I suspect that, when large companies are given this task, they just send it over to the 3D graphics departments, whose cheerful minions happily generate a fifty thousand triangle mesh, manipulate it in cutting-edge software, then spit out some beautifully-rendered video files. Which is all well and good if you have that option.

But video files won’t cut it for me. If I’m future-proofing (like I always aim to do), then the number of video files needed would be ridiculous. The digit combinations alone must be 120 or so – and that’s just for opening and closing; still not enough to greet Mr Spock.

So: a 3D mesh. Is it doable? Well, yes, but 3D object construction is not exactly my forte, and it does seem a bit like overkill to add all those triangles for one little hand.

Hello, Hack-imation

Time is always an issue so I decided to do what I do best when faced with thorny coding problems: I cheat. Realizing that I only needed to see the back of the hand, I decided to go 2D. Yes, some of the movements are 3D, but smart animation can compensate for that.

First step: trace my hand on squared paper.

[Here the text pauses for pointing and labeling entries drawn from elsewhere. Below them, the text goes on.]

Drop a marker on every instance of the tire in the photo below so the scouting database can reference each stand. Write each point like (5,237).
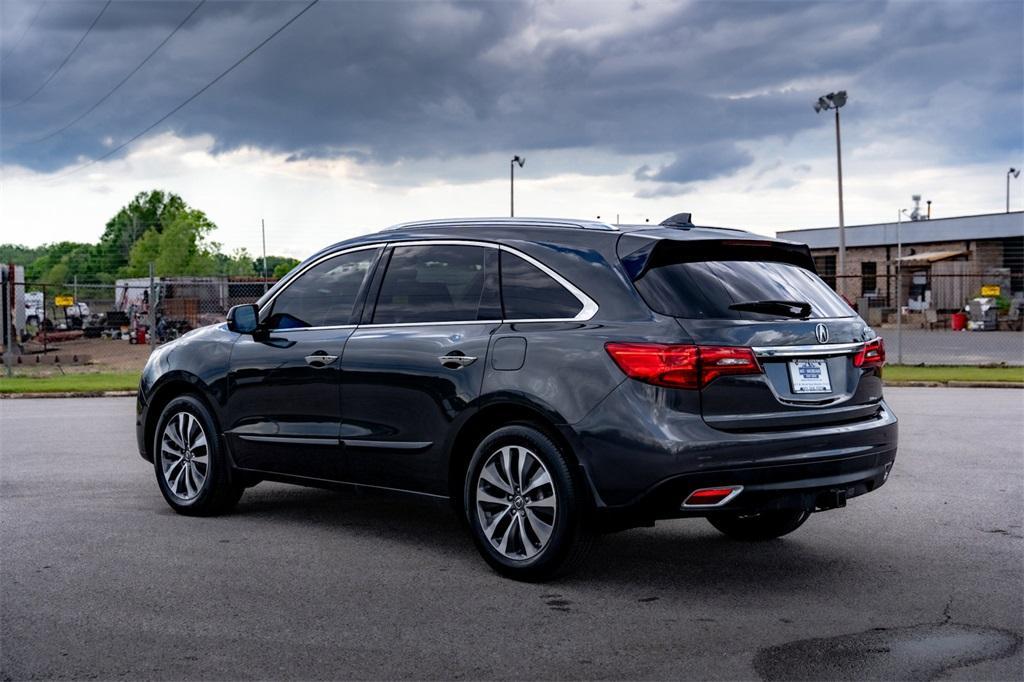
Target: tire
(759,526)
(530,530)
(186,448)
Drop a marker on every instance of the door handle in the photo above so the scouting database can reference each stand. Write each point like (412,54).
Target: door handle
(457,360)
(320,359)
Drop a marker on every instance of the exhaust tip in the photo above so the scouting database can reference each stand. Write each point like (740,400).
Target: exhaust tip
(712,497)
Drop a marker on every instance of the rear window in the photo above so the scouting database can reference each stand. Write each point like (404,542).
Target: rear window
(682,286)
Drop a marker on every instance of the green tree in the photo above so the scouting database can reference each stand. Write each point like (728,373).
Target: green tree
(148,210)
(283,266)
(180,248)
(240,263)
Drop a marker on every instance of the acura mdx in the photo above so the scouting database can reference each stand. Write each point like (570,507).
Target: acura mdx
(553,379)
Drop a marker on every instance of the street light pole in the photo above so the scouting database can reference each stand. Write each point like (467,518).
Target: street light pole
(515,160)
(842,221)
(899,282)
(824,102)
(1016,173)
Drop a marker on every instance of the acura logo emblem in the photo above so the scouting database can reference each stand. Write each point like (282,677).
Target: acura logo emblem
(821,333)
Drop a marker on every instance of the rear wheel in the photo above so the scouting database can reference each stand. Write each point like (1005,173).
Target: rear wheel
(760,525)
(528,515)
(190,464)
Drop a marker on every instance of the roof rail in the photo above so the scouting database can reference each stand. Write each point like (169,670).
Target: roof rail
(681,220)
(519,222)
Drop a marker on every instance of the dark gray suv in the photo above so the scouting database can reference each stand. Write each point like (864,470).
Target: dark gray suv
(551,378)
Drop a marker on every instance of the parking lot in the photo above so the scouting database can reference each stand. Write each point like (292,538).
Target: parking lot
(100,580)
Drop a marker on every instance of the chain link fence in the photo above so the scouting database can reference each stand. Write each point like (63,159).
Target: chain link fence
(88,327)
(971,318)
(961,318)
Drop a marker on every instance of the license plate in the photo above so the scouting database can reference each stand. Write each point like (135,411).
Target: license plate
(809,377)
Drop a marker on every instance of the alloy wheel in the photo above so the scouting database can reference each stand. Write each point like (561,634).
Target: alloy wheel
(516,504)
(184,456)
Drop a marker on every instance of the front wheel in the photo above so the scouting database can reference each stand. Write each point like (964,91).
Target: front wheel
(192,466)
(760,525)
(527,513)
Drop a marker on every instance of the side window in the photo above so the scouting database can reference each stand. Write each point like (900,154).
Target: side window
(529,293)
(324,295)
(437,283)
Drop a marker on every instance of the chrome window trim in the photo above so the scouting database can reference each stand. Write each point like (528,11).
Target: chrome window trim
(809,350)
(311,264)
(590,306)
(587,312)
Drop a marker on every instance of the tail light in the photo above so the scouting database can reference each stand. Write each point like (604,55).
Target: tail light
(712,497)
(872,354)
(679,366)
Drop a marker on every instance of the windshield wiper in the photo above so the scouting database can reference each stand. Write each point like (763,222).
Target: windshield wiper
(787,308)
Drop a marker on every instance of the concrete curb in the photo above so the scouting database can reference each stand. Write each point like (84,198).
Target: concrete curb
(956,384)
(15,396)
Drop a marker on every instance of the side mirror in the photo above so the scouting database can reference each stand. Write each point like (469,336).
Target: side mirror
(243,318)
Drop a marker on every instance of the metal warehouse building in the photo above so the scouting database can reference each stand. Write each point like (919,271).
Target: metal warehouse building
(942,261)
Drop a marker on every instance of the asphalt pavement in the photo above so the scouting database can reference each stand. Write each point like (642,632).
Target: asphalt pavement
(100,580)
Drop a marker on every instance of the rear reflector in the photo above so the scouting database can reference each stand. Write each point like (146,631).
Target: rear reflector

I traced the open hand, and also a a fist, and then tried to work out where the joints were. I like coding in circles, so each point of interest is a circle. I chose a scale such that I could type in ratios. The y-axis goes to 100, which is obviously 1.0f as a ratio, and makes scaling that much easier.

Yes, this will be a glove, which means I don’t have to worry about drawing fingernails!

If I had had the time, I might have chosen to render the hand in Metal. But I picked plain old Quartz for convenience and expediency.

I originally wanted to do the entire outline as one shape, but quickly decided against it, due to fingers and thumb sometimes hiding behind other digits (and the palm). So I draw the thumb, then little, ring, index and middle fingers in that sequence, because that’s usually the z-order.

The main part of the hand has to be drawn twice. Once at the back, and once more without borders, to erase the lines at the base of all the fingers. This is the “hack” part of the hack-imation, along with the right-hand-side, which I decided was most easily simulated with a Bézier curve.

How to draw a finger? Well, if you can work out where the outer tangent lines meet for two circles, that’s most of the job done. After that it’s just straight lines and arcs.

I treated the thumb like a finger, with the same number of joints. Yes, the base joint is just above the wrist!

One funny thing: if (as my picture shows above) you have the wrist curve dipping down, then your hand will quickly resemble a foot with spidery finger-toes! I strongly advise to flip that smile upside-down to avoid that!

Animating in Code

The maths required for animating a finger or thumb is refreshingly simple. Each joint moves from angle A (zero) to angle B in a linear fashion. You can eyeball the end angles. Just a few cos and sin functions required.

There are one or two sticking points, for example when a fingertip passes below a knuckle. That case is simple enough to simulate from a top-down perspective, however: simply, by drawing to the knuckle and no further.

There are always the odd graphical glitches that crop up, but these can be dealt with – either cleanly or with special-case hacks.

Using as a Cursor

When the hand is finished, the next step is to use it with the cursor. This is easy enough to do with your input code in OSX. The trouble (as usual) lies with iOS: there’s still no way of working out where your finger-tip is until it presses the screen.

What you can do is show the cursor when you tap the screen. You can add a small delay to have the hand fade in and then, when you tap-up, the hand can glide serenely away, fading out as it does so. But this is not ideal. I needed the hand to know where I was going to press for the product video.

I had a brainwave to connect a mouse to my iPhone and have a cursor show up at all times. Well, this works nicely on Android but not on iOS. On iOS, you can’t even connect an Apple mouse or trackpad to an iPhone! You can connect a third-party mouse, but nothing further: there’s no cursor.

Yes, I could have simply cheated and used OSX for all my product videos. But I didn’t want to do that. So I had to think again.

Automating

I thought, what if the hand did know where I was going to press? Rather: the hand could be coded to move, click, rotate, fade in and out, and so on. What I needed was a class to automate this.

Then it occurred to me: this wouldn’t just be useful for product videos, but for inline help.

The automation class here goes hand-in-hand with the calling class. At each indexed stage, the calling class should update such details as duration-of-action, hand-state, action-type, alpha, angle etc, and, as necessary, supply destination co-ordinates relative to a view it also supplies.

Finally you get something like this. Still not perfect, but it’ll do. 🙂